Старуха подняла голову и внимательно посмотрела на молодого человека.
— Ты это прочел, Торлейв, сын Хольгера?
— Нет.
— Ты же человек образованный, неужто не читаешь рун?
— Я читаю руны, младшие и старшие, но не финскую тайнопись.
— Чтобы резчик да не смыслил в рунах, чтобы не резал их и не знал их тайной силы! — возмущенно проворчала старуха. — Такого в прежние-то времена и быть не могло!
— Прошло то время, тетушка Йорейд, когда люди верили в силу этих знаков. Теперь они верят в другое.
— Верь, не верь, — возразила Йорейд, — какая разница? Или солнце перестанет светить, если я не буду верить в его свет? Или ты считаешь, что Один[70]
напрасно провисел на ясене Иггдрасиль[71] девять дней и девять ночей, пригвожденный к его стволу своим собственным копьем?— Старые сказки, — пожал плечами Торлейв.
— А что ты скажешь про сейд? — спросила старуха. — Ты, такой образованный парень? Знаешь ли ты, что такое сейд[72]
и какой силой он обладает? Или ты полагаешь, что это тоже «старые сказки»?— Это северное колдовство.

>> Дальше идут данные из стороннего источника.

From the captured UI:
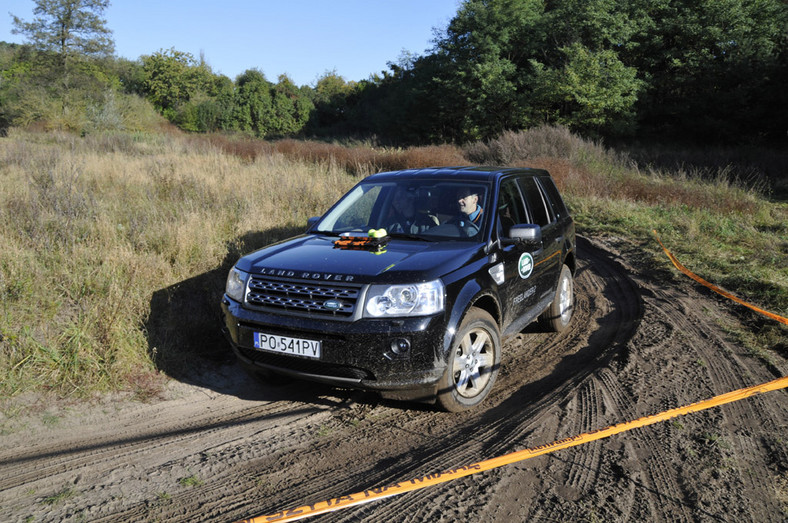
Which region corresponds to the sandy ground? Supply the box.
[0,238,788,522]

— Верно! Самое гнусное колдовство, ибо оно никогда не несет в себе ничего доброго. Это колдовство может лишь разрушить, но не может создать. Те, кому не даются ни простая волшба, ни магия рун, ни гальдр, — самые бездарные бабы, самые никчемные колдуны, — вот кто такие сейдмады, сейдконы[73]
. Кто познал гальдр[74] в его дивной глубине, никогда не опустится до сейда! Гальдр во много раз сильнее; он, как и руны, исцеляет от сейда… Но я и помыслить не могла, что Финнбьёрн Черный Посох падет столь низко. В прежние-то времена ни за что бы не стал он творить сейд. Похоже, он вовсе из ума выжил: ему, видать, невдомек, чем это может для него кончиться!— А чем это может кончиться? — испуганно спросила Вильгельмина.
— Придут духи зла, которых он хочет заставить работать на себя, и утащат его в преисподнюю! — выкрикнула Йорейд, перекрестившись на деревянное распятие.
— Так его зовут Финнбьёрн Черный Посох?
— Так звали его прежде, — проворчала старуха. — Ясно, для чего понадобилось ему сменить имя: он хочет обмануть меня. Знает, какую власть над человеком имеет тот, кому ведомо его настоящее имя; знает и боится меня! И правильно делает, что боится, раз посмел он опуститься до сейда — курам на смех!
— Бабушка! — подала жалобный голос Вильгельмина. Изумленная, она не могла узнать Йорейд в этой величественной старухе. Согбенная спина распрямилась, глаза сверкали. Йорейд не только стала выше ростом — она точно помолодела в гневе.
— Знала бы я, где его найти! — воскликнула она. — Я бы пришла к нему и раскрыла бы ему глаза на его глупость! Надо же, чего выдумал; или наслушался бабьих сказок, или поманил его золотой блеск, или застит ему глаза что другое, не ведаю что…
— Бабушка! — снова тихо позвала Вильгельмина, и Йорейд наконец посмотрела на нее.
— Бедное мое дитятко! — сказала она. — Уж не я ли сама опутала тебя этой нитью, не я ли привела беду в твой дом? Я же думала о тебе день и ночь, ждала, что ты придешь ко мне. И вот ты пришла, но я не знаю, что сказать тебе. Неспокойно в лесу, беда подступила… Я слышала пение вчера во время бури. Слышала и поставила песнь свою на его пути. Не могу я понять, кому понадобилось насылать беду на Еловый Остров? Ежели это Финн, так едва ли он сам до такого додумался, да и зачем ему, после всего, что он уж натворил. Нет, это кто-то иной несет в душе своей ад и сеет безумие…
— Так что же написано на стреле, тетушка Йорейд? — осторожно спросил Торлейв.
— Ежели ты сам не в силах прочесть, то тебе и знать не надобно! — Йорейд взяла со стола стрелу и внезапно швырнула ее в огонь.
Пергамен, из которого было скручено древко, вспыхнул синеватым шипящим пламенем. Йорейд бормотала что-то над очагом, но Торлейв ничего не мог разобрать. Вильгельмина понимала родной язык Йорейд, но старушечье бормотанье казалось и ей бессмысленным набором слов. Оба они в изумлении смотрели, как сгорает древко, как извиваются языки синего пламени, слизывают с серебра странные письмена, как начинает плавиться наконечник, тает и оплывает острота его граней.
— Теперь получается, будто мы украли стрелу, — сказал Торлейв. — Я ведь собирался отдать ее охотникам.